These days, it seems everyone is eager to put their two cents in. The pull and pressure to join the conversation is particularly strong for those of us who live by the pen. If we aren’t careful, deadlines, daily social media quotas, and the strong speech of others can bully us into writing and posting things that we otherwise wouldn’t and probably shouldn’t.
Scripture says, “Do not let any unwholesome talk come out of your mouths, but only what is helpful for building others up according to their needs, that it may benefit those who listen” (Eph. 4:29).
To my Christian friends who also happen to be bloggers, understand that our responsibility to present all aspects of the Gospel clearly, build up the Body, and promote unity among our brothers and sisters in Christ far outweighs any obligation we may have, real or imagined, to produce and publish words or express an opinion.
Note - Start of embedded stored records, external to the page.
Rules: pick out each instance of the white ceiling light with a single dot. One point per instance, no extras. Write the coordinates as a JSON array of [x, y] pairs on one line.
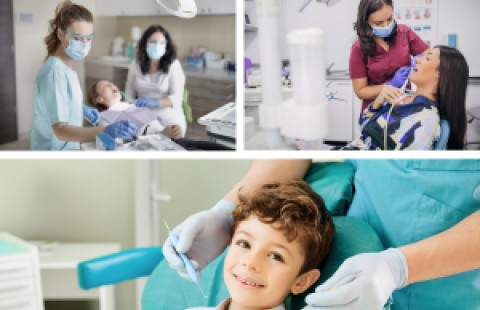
[[180, 8]]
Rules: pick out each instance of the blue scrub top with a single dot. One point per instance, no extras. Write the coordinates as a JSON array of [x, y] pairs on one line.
[[406, 201], [57, 98]]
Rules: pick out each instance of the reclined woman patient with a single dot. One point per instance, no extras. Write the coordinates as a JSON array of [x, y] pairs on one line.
[[106, 97], [441, 77], [281, 235]]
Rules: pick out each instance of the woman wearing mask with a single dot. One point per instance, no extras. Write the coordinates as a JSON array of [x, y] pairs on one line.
[[58, 99], [381, 57], [156, 77]]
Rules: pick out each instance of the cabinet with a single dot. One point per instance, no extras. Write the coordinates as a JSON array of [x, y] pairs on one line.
[[340, 111], [20, 287], [151, 8]]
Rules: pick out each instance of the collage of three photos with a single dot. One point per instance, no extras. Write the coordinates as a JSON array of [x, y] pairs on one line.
[[102, 212]]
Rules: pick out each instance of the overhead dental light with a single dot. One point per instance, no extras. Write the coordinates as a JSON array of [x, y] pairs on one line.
[[180, 8], [327, 3]]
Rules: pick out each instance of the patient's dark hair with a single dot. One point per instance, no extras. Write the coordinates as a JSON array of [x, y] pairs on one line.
[[365, 31], [297, 211], [92, 98], [451, 93]]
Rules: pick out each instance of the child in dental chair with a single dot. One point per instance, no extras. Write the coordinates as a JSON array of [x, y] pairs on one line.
[[281, 235], [106, 97]]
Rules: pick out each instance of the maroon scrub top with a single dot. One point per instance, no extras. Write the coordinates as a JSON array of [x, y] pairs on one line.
[[382, 67]]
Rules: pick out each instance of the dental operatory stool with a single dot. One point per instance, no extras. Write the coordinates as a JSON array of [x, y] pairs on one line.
[[474, 114]]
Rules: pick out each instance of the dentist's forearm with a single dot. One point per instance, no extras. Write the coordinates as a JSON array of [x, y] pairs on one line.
[[263, 171], [165, 103], [451, 252], [66, 132]]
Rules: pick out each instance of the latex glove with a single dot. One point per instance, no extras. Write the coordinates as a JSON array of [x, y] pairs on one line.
[[400, 77], [382, 273], [91, 113], [146, 103], [203, 237], [122, 129], [413, 63]]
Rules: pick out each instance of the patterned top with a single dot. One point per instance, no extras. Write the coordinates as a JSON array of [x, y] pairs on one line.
[[413, 126]]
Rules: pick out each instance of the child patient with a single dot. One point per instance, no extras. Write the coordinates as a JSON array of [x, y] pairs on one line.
[[105, 96], [281, 235]]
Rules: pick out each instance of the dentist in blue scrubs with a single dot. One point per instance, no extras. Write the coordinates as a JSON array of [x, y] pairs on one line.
[[426, 212], [58, 107]]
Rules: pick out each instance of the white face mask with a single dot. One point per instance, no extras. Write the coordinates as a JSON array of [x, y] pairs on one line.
[[156, 50], [78, 50]]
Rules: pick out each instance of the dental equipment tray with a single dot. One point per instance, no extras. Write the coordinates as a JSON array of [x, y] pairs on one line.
[[221, 123]]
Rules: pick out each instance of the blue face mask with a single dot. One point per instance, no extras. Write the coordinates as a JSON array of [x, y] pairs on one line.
[[383, 31], [78, 50], [156, 51]]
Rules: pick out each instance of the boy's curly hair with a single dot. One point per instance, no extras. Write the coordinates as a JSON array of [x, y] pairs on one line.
[[297, 211]]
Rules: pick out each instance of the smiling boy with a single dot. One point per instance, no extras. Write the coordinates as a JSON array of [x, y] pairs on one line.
[[281, 235]]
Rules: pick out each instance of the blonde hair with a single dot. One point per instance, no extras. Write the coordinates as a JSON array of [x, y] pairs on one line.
[[65, 14]]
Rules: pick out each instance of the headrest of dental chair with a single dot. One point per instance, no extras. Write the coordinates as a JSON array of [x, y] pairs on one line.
[[444, 134], [166, 290]]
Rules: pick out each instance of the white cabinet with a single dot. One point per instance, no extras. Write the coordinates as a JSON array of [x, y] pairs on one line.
[[151, 8], [340, 111], [20, 287]]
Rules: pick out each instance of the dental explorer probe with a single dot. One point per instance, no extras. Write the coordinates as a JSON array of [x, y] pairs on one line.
[[345, 280], [188, 265]]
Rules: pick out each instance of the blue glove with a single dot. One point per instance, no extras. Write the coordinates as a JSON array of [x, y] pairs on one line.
[[92, 114], [400, 77], [380, 275], [122, 129], [202, 237], [146, 102], [414, 60]]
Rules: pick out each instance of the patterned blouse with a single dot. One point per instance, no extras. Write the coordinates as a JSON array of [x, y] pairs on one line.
[[413, 126]]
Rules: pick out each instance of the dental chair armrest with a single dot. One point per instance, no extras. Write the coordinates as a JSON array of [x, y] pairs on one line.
[[118, 267]]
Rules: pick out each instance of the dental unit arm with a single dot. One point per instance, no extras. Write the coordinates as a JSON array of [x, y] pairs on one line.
[[326, 2], [185, 8], [305, 116]]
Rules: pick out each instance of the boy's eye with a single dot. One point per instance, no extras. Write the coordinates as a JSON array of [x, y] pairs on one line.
[[243, 244], [277, 257]]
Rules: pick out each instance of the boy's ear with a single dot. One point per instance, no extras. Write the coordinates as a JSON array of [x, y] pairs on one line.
[[305, 280]]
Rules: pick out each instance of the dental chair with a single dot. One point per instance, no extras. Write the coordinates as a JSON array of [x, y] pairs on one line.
[[444, 134], [165, 289]]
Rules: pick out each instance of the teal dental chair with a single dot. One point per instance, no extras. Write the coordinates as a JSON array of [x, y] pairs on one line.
[[165, 289]]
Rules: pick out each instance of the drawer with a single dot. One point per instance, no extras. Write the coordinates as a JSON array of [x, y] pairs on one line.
[[213, 84], [10, 270], [17, 288], [23, 303]]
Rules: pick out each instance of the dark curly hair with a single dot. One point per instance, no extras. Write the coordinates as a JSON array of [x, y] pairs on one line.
[[299, 212], [166, 60], [365, 31]]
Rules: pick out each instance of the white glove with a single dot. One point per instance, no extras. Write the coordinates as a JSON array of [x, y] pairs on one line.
[[202, 237], [381, 274]]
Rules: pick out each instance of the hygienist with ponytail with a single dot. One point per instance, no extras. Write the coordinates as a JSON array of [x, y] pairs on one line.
[[157, 79], [58, 107]]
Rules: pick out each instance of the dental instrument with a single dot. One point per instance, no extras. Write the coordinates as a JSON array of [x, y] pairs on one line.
[[125, 96], [327, 3], [188, 265], [345, 280], [385, 131]]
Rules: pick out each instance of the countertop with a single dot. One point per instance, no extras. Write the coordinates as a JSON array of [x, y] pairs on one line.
[[215, 74]]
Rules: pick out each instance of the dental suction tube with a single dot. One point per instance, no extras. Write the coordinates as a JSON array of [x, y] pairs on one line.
[[310, 106], [268, 14]]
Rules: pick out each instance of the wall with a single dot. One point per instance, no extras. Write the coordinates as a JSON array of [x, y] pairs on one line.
[[30, 51], [71, 201], [217, 33]]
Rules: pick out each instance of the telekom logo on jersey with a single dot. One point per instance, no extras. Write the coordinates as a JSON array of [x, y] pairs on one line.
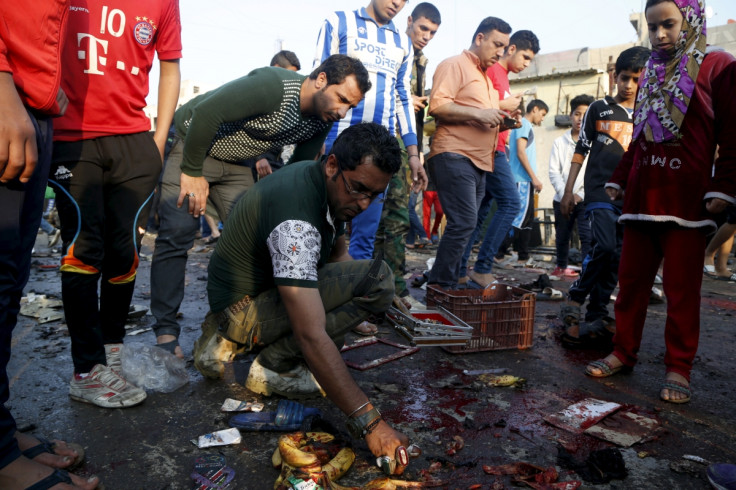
[[112, 23]]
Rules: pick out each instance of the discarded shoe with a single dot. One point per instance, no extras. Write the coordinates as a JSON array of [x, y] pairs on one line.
[[722, 476], [212, 350], [104, 388], [296, 383], [605, 369], [288, 417], [550, 294]]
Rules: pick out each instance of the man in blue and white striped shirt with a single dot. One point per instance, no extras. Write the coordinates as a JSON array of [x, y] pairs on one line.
[[369, 35]]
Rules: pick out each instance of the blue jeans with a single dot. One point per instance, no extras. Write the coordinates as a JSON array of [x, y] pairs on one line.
[[600, 270], [415, 225], [22, 206], [500, 185], [563, 231], [460, 186]]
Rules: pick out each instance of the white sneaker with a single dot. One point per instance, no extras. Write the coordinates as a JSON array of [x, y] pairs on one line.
[[296, 383], [104, 388], [113, 354]]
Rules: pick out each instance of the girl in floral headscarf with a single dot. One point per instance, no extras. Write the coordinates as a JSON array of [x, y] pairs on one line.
[[685, 109]]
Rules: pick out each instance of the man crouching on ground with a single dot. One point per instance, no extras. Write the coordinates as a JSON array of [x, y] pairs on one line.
[[281, 280]]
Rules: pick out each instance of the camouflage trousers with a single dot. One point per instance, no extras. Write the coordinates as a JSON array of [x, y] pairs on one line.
[[394, 225], [351, 291]]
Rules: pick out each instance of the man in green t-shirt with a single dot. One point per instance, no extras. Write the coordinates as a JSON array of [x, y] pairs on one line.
[[281, 280], [215, 133]]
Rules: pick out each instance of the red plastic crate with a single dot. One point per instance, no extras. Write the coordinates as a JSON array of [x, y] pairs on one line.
[[502, 316]]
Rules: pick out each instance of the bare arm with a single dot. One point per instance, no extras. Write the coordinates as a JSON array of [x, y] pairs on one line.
[[306, 313], [567, 203], [454, 113], [521, 145], [168, 95], [18, 152]]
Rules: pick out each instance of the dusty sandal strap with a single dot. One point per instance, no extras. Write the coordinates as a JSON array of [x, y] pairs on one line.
[[43, 446], [58, 476]]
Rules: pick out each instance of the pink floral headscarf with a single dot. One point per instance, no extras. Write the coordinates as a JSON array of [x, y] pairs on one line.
[[669, 78]]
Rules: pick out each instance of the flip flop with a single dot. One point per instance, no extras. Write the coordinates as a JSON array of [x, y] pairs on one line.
[[606, 369], [46, 446], [211, 472], [288, 417], [680, 388]]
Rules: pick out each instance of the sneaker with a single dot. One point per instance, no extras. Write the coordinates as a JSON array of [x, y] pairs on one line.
[[113, 354], [54, 237], [104, 388], [722, 476], [296, 383]]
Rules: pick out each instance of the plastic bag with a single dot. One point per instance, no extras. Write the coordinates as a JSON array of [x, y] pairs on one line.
[[152, 368]]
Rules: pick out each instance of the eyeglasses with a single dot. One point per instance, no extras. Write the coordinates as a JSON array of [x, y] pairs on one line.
[[360, 196]]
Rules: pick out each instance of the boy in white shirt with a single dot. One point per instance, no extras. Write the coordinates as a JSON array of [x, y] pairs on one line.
[[559, 168]]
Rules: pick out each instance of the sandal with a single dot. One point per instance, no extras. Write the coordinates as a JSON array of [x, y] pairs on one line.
[[58, 476], [606, 369], [680, 388], [46, 446], [570, 314], [591, 335]]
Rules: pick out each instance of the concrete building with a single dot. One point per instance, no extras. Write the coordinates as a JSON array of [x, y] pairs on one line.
[[558, 77]]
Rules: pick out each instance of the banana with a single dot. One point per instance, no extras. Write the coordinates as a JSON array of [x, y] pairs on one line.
[[503, 380], [276, 459], [291, 454], [340, 464]]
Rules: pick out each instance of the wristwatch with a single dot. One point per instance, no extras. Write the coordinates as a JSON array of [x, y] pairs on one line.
[[362, 425]]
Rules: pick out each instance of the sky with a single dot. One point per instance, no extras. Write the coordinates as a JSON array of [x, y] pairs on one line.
[[225, 39]]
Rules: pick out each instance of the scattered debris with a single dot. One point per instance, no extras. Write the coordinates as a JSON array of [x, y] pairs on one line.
[[503, 380], [475, 372], [579, 416], [601, 466], [40, 307], [211, 471], [623, 428], [224, 437], [232, 405]]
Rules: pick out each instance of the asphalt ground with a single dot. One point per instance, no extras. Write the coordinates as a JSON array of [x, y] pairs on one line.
[[425, 395]]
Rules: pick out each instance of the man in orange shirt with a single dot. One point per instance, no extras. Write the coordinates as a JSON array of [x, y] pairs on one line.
[[465, 105]]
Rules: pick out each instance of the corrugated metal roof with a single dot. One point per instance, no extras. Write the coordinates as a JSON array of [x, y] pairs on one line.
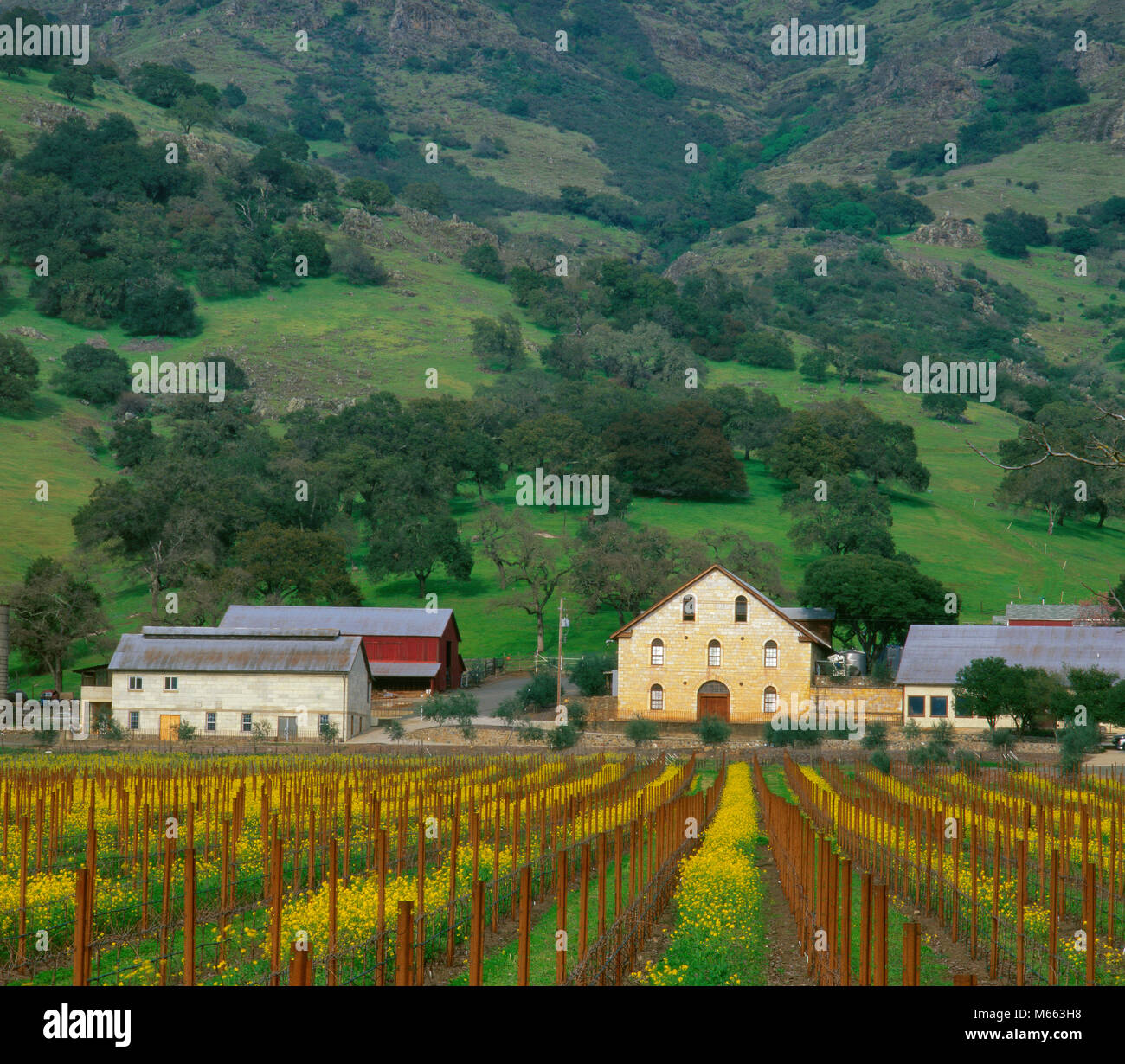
[[170, 632], [1020, 611], [808, 613], [935, 652], [404, 668], [210, 651], [352, 620]]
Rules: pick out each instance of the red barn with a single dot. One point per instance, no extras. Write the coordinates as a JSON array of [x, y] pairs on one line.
[[408, 649]]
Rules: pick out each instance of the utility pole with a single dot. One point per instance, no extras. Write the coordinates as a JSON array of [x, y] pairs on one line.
[[558, 689]]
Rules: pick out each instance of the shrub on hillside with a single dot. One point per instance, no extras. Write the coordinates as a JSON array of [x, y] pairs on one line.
[[640, 730], [712, 731]]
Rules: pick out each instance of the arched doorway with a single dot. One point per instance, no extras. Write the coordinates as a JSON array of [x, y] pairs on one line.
[[713, 700]]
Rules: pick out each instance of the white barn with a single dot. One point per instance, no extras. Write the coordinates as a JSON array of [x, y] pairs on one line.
[[223, 682]]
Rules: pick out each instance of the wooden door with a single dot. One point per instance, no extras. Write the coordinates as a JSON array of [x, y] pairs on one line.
[[713, 705]]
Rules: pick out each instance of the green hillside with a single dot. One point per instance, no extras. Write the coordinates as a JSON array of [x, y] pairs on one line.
[[517, 122]]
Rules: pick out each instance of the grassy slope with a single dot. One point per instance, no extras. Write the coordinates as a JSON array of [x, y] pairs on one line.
[[325, 340]]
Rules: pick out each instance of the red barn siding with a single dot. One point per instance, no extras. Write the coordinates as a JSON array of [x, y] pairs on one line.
[[442, 649]]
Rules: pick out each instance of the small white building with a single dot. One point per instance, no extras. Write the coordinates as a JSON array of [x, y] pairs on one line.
[[223, 682], [934, 654]]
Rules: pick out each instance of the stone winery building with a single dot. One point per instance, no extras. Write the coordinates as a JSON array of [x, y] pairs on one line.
[[719, 647]]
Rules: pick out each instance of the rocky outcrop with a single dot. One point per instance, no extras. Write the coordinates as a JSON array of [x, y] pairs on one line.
[[944, 279], [48, 115], [948, 232], [453, 237], [371, 229], [687, 263]]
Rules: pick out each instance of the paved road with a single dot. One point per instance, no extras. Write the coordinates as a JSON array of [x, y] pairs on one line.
[[490, 695], [1106, 757]]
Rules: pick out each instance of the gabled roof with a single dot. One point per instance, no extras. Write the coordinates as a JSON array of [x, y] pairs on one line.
[[934, 654], [1022, 611], [235, 651], [809, 636], [350, 620]]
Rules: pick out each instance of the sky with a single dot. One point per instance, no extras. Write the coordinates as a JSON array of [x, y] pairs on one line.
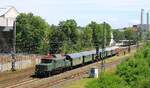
[[118, 13]]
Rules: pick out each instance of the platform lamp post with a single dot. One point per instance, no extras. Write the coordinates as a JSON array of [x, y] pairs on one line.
[[103, 49], [13, 51]]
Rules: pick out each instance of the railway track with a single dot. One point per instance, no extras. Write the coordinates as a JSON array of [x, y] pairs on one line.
[[56, 79]]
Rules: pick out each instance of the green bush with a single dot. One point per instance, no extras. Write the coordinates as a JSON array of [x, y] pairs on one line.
[[133, 73], [107, 81]]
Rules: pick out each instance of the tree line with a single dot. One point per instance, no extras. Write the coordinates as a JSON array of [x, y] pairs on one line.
[[131, 73], [34, 35]]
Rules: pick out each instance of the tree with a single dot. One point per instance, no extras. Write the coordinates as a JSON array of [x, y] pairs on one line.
[[31, 33], [118, 35]]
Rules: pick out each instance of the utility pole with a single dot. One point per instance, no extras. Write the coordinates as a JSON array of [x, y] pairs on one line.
[[141, 25], [103, 49], [13, 51], [147, 27]]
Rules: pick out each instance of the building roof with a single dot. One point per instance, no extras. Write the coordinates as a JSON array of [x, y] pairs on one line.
[[4, 10]]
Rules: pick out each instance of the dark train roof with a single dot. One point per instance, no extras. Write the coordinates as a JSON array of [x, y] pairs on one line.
[[86, 53]]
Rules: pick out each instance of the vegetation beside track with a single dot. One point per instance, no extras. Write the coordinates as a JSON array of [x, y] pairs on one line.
[[131, 73]]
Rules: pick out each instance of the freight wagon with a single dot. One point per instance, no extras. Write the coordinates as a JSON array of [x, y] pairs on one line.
[[59, 63]]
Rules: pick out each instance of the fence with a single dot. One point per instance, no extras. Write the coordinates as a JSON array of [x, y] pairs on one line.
[[22, 61]]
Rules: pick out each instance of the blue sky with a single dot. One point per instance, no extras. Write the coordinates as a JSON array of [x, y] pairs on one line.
[[118, 13]]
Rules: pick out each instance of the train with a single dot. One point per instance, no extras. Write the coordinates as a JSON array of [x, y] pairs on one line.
[[59, 63]]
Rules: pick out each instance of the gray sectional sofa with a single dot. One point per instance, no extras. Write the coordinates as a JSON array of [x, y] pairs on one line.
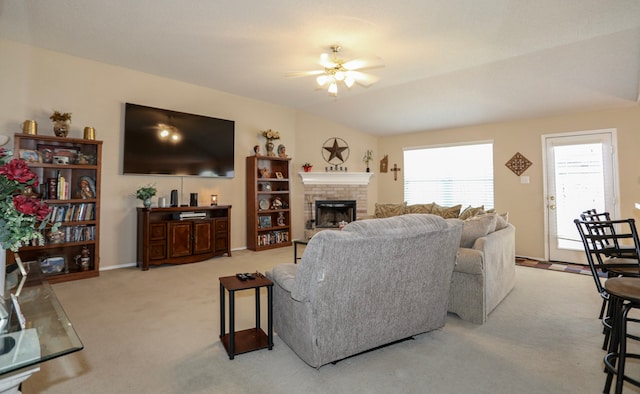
[[486, 268], [375, 282], [485, 272]]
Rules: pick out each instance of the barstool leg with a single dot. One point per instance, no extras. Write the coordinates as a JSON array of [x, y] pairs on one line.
[[615, 306], [622, 354]]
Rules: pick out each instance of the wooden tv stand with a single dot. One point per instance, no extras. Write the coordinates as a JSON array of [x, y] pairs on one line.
[[165, 239]]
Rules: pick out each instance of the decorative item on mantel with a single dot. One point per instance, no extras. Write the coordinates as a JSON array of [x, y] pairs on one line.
[[61, 123], [270, 135], [145, 193], [368, 156], [23, 216]]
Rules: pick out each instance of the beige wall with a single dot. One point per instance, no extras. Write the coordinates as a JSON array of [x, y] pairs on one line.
[[35, 82], [525, 202]]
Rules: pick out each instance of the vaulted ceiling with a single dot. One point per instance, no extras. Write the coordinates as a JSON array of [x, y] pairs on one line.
[[448, 63]]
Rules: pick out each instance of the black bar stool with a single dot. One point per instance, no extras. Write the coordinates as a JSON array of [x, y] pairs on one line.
[[624, 293]]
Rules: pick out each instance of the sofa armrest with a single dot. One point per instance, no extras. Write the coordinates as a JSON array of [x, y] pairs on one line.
[[284, 275], [470, 261]]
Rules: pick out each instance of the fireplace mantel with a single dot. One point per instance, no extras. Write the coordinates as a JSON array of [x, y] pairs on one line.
[[335, 178]]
This being true, here is a simple checklist that you can use to hold yourself accountable when posting original content, responding to comments on that content, and offering feedback on the original content of others.
The first three have to do with the content itself.
1. Is it true and accurate? (Prov. 6:16-19, Ex. 20:16, 2 Tim. 2:15)
2. Is it kind and compassionate? (Eph. 4:32, Phil. 2:3)
3. Is it necessary and helpful? (Prov. 10:19, Prov. 17:28, Eph. 4:29)
The last two have to do with motive, something far more difficult to measure. As Paul says in 1 Cor. 4:4, “My conscience is clear, but that does not make me innocent. It is the Lord who judges me.” You may need to pray through these two questions and/or seek the wise counsel of Christians who aren’t interested in telling you what you want to hear in order to find honest answers.
4. Am I seeking God’s glory or my own? (Col. 3:17, Gal. 1:10)
5. Am I promoting peace or picking a fight? (Rom. 12:18, Prov. 6:16-19, Prov. 20:3, 2 Tim. 2:23-26, Matt. 18:15, Rom. 7:7 with Gal. 3:24)
Typing with Jesus’ name tag on is an intimidating task to undertake, and those of us who do so make mistakes sometimes. When it happens, we wish we could somehow reach out into the blogosphere, take back our words, and settle our stomachs, but the scary truth is a work or comment posted is a wild thing, heedless of our wishes, careless of our regrets, and, to some degree, beyond our control.
So, before you post, take my advice. When in doubt, leave it out, whether “it” be a word, a paragraph, or an entire post that took you six or more hours to write.
At the very least, wait (Proverbs 19:2). For the sake of the Body and your own sake, give your thoughts time to process, your emotions time to settle, and the Holy Spirit time to convict, correct, and guide you in the right course of action and manner of speech. Remember, “…of the abundance of the heart [the] mouth speaks” (Luke 6:45)—and fingers type!—and people who know so are reading your words.